Claire Hailwood reflects on how the Period Parade flagged up the injustice suffered by many young people.

Period_v1

Hang out with children, even of a young age, and you’ll know that they have an acute sense of justice and what they perceive to be right and wrong. From the size of a cake slice (in comparison to others) to who said what that was wrong to whom. Justice and its pursuit are hard wired in to us.

We’re made in the image of God who loves justice, who speaks against justice throughout the bible and calls us into a life pursuing the likeness in which we are created.

I wonder how many of us pursue justice with the same passion as we have got older (beyond ‘just’ the size of a cake slice) or how much has diminished with age and busyness?

So, as I hear stories repeated across the UK, of girls skipping school because of a lack of access to period products, it hits that part of me  that’s wired for justice.

Research shows that a third of girls miss school because of a lack of understanding or adequate access to period products. Some even report that it’s easier to get a free condom than a tampon in school.

But it runs deeper than that – it’s not just a lack of access in schools that’s problematic but a fear of bleeding through to school uniform which may then be visible (and highlighted) to others, and the shame attached to that.
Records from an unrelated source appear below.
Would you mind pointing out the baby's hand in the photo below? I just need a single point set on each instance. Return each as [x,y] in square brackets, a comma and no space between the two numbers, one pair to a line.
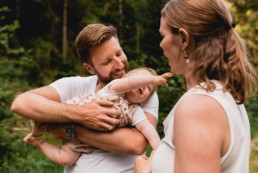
[161,79]
[39,128]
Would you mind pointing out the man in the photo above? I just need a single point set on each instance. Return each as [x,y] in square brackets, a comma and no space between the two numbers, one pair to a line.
[102,56]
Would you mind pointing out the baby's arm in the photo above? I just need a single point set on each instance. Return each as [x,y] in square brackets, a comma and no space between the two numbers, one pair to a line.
[136,81]
[149,132]
[62,155]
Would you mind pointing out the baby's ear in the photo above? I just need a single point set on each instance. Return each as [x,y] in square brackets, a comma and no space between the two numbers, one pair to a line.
[89,68]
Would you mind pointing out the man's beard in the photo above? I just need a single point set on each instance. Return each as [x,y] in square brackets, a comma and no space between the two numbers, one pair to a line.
[109,78]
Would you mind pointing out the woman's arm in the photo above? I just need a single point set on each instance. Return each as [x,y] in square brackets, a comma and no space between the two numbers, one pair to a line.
[200,133]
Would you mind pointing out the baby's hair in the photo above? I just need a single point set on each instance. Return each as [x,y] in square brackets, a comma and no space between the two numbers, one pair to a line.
[150,70]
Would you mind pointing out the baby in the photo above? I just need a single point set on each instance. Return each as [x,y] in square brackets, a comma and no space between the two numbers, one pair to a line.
[128,93]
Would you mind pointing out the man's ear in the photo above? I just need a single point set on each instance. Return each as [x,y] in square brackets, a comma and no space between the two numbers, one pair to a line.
[185,37]
[89,68]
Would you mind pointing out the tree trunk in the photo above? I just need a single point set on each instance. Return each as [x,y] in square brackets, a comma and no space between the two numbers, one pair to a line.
[64,51]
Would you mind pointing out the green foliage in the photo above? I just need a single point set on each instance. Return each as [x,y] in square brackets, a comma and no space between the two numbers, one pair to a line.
[30,56]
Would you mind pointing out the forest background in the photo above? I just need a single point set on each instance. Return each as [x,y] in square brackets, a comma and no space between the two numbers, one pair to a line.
[36,48]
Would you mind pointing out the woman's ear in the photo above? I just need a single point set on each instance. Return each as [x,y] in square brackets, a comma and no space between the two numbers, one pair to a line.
[185,37]
[89,68]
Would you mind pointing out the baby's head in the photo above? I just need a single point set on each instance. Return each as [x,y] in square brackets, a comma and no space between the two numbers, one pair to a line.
[142,94]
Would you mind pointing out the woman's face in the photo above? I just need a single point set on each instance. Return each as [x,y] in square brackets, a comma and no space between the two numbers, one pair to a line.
[171,45]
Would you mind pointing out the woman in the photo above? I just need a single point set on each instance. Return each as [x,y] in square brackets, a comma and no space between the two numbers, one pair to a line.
[208,129]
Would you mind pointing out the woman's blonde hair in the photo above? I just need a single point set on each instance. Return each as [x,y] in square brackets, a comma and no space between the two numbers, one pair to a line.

And these fears are not unfounded.

A triathlete’s response

Recent pictures have emerged online of a female triathlete who had experienced a slight leak while using a tampon that was visible in her running shorts. Comments online deemed these pictures as ‘unflattering’ with the triathlete’s response hailed as ‘perfect’ for refusing to be shamed and highlighting the reality for female athletes.

Pictures of bruised and bleeding athletes in other contexts are normal but the comments attached to this picture attempted to induce shame simply because of the connection to periods, which are the norm for 50% of the world’s population for most of their lives.
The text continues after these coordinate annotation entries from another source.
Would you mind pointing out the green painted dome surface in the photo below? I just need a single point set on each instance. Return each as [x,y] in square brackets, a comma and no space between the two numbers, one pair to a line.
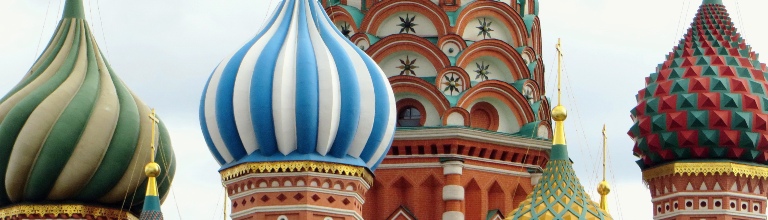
[72,132]
[707,100]
[559,194]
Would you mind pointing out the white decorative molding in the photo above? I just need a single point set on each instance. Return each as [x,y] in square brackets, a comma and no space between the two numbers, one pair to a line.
[453,192]
[474,135]
[359,198]
[294,208]
[708,194]
[453,215]
[453,167]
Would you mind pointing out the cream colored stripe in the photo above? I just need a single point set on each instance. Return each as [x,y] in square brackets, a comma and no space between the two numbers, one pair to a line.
[95,140]
[9,103]
[36,129]
[134,176]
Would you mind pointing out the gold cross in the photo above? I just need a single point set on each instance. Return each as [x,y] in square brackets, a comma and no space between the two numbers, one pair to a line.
[154,119]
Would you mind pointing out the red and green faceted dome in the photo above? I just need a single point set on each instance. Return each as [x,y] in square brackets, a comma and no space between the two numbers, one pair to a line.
[707,100]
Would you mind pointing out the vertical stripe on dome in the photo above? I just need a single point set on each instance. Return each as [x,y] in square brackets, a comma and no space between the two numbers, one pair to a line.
[15,111]
[95,139]
[284,88]
[45,59]
[329,92]
[366,89]
[211,112]
[262,88]
[204,126]
[41,110]
[241,98]
[350,98]
[125,137]
[68,129]
[307,90]
[136,164]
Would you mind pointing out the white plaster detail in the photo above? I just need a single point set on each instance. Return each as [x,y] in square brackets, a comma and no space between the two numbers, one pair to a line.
[453,215]
[456,119]
[453,167]
[453,192]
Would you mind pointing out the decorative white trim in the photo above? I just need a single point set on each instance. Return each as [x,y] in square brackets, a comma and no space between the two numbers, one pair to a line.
[453,215]
[294,174]
[709,194]
[453,192]
[293,208]
[466,166]
[453,167]
[708,212]
[474,135]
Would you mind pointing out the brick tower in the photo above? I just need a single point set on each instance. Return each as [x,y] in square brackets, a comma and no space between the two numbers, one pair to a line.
[473,121]
[299,118]
[700,125]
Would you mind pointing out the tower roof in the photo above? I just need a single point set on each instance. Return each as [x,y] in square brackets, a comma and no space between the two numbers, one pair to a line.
[707,100]
[298,91]
[71,131]
[559,193]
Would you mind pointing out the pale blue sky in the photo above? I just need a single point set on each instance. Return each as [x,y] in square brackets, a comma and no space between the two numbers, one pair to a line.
[165,51]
To my shame, I didn’t know that world period day existed (May 28th). Nor did I know about the accompanying ’Period Parade’, but I celebrate and applaud its inception and existence especially with their slogan, encouraging people to attend dressed up in some period related costume in order to ‘shift the shame’. There’s a defiance in that which takes back, redeems shame wrongly felt and placed by and on women, especially teenagers, and replaced with a confident pursuit of justice.

As I’ve learned about this I’ve been struck by the recurrent use of the word ‘shame – a powerful, debilitating feeling. When guilt says, ‘I’ve done something wrong’, shame says ‘I am wrong’. It’s deep rooted, powerful. And when attached to something that is normal, a part of how almost every female body is designed to work, it becomes ‘I, as a female, am wrong’. What is this doing to the already pressurized and battered confidence of teenage girls?
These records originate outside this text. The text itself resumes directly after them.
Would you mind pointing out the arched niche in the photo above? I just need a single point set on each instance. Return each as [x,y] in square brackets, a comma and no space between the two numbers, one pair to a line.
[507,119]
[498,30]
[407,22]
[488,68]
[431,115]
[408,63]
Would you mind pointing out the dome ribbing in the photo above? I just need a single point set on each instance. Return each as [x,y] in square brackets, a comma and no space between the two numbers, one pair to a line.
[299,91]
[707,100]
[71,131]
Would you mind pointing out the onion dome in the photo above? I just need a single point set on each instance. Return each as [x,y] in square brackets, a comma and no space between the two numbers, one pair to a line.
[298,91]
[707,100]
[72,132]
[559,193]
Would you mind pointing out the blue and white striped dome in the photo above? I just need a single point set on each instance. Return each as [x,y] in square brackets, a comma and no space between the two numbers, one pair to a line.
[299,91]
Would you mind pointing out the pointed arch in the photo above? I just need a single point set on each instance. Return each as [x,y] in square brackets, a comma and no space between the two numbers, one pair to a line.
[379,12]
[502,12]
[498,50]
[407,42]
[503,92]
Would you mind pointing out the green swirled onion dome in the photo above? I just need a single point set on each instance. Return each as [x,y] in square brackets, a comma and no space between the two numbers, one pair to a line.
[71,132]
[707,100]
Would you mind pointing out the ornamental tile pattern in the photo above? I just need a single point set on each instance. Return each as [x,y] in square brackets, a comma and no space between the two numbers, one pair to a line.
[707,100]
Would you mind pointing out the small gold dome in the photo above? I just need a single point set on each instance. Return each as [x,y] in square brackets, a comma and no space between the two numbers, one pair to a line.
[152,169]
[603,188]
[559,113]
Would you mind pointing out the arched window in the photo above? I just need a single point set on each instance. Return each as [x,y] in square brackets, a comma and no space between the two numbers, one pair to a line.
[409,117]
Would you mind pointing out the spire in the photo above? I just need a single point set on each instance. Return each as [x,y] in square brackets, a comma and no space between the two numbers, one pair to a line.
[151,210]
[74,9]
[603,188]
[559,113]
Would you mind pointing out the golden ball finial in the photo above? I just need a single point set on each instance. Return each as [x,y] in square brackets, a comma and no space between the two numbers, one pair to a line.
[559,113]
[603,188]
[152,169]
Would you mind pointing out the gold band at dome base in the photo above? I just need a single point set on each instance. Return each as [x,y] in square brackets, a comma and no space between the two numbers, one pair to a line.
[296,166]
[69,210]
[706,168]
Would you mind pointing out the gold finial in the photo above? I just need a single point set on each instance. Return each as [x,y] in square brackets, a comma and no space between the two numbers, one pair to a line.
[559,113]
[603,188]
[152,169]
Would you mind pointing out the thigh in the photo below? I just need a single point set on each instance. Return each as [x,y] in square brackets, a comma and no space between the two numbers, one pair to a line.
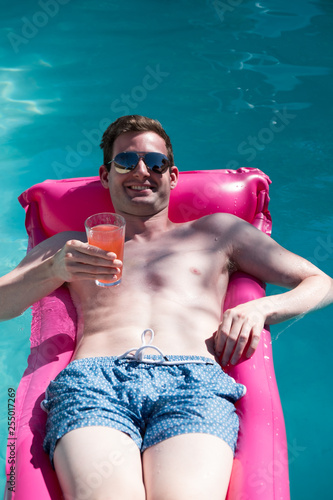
[195,466]
[99,463]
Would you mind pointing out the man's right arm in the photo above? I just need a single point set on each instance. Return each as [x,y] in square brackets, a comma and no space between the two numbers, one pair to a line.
[47,266]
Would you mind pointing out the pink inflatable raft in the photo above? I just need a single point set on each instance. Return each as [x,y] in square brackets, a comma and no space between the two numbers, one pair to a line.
[260,470]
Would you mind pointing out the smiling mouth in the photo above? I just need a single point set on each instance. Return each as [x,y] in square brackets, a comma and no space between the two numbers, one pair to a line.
[140,188]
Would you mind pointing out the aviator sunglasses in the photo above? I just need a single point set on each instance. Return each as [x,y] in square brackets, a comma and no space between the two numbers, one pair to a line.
[128,160]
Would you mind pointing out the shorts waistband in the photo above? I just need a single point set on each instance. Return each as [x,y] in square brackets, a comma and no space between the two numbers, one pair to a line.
[152,359]
[137,354]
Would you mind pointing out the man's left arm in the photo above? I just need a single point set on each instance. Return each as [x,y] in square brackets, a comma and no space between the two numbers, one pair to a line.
[255,253]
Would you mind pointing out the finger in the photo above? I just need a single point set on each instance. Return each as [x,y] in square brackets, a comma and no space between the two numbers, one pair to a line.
[231,342]
[242,342]
[223,333]
[88,249]
[254,342]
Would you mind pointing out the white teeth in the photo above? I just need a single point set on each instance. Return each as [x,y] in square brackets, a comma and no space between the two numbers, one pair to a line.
[139,188]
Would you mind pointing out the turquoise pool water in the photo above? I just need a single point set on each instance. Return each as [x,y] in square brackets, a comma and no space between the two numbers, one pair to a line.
[235,83]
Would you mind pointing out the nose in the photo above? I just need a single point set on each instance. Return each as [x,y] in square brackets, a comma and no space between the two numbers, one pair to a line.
[141,169]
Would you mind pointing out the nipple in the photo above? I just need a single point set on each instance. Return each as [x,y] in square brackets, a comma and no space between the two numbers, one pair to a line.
[196,271]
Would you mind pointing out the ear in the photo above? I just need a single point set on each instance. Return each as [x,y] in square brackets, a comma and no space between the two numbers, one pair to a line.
[174,175]
[104,176]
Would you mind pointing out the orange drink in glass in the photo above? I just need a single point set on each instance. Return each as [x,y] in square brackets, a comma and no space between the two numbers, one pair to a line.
[107,231]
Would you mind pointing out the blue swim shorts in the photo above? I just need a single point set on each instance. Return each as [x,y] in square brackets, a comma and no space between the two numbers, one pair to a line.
[149,401]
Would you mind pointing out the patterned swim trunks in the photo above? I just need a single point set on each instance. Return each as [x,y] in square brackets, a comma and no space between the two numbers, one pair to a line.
[149,400]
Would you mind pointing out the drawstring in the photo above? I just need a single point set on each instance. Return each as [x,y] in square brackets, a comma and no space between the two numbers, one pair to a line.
[137,354]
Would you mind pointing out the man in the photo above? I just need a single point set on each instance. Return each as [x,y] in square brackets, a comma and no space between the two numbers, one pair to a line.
[166,421]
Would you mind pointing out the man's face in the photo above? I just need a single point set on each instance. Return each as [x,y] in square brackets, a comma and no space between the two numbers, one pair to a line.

As a female and a parent to two teenage girls, I know the reality of trying to find what period products work best for each individual. It can be awkward, time consuming and costly. I am in a privileged position in that I can try and create opportunities for my daughters to do the same, but that’s not true for too many young people. What we’ve discovered is that while you can get cheaper period products, the old adage is true, that you get what you pay for and the cheaper items are not generally as effective or trustworthy. And if that’s your only choice then what option do you have but to miss school if you’re likely to have leaks, especially if asking to leave to use the toilet is refused or something you consider embarrassing?

So what do we do? Here are three places I’m starting…

1. Talk about it with our children

I’m delighted that I am raising boys and girls who are comfortable talking about periods, products, cramps and bleeding without embarrassment. Parents, carers – we need to get over our own embarrassment (where that exists) and make it a normal part of conversation.

Let’s talk about shame in this area and any others. Isaiah 61 promises us that in God is to be found a double portion in place of shame, reminding us that shame is not of God, not His words over us – let’s keep that narrative rooted in the word of God loud in our homes – we have the power to take down shame.

2. Ask in school

If you have children in primary or high school why not ask what the school policy and provision is? Do they have good quality period products available, free for any girl who nees them? If not, maybe there’s a small campaign to start. In England, there is a government scheme that should provide free access to all schools, but maybe that’s not adequate or being accessed. We won’t know unless we ask!

Food banks and shelters around the UK are always looking for donations of period products – no girl in the UK today should have to go without this basic provision. We can all do something about it.

3. Celebrate and acknowledge

Celebrate being female. Celebrate the amazing things that the female body can do. Celebrate the design that is heavenly.

Shame has no place for a child of God. There is no condemnation for those who are in Christ Jesus (Rom. 8:1) and this includes, of course any shame associated with periods.

Acknowledge the pain, inconvenience, the reality that period cramps are not fun and are real.

Don’t brush away or diminish either aspect.

The more we can do in our homes, the more confidence our children will develop and truth that will run deeper.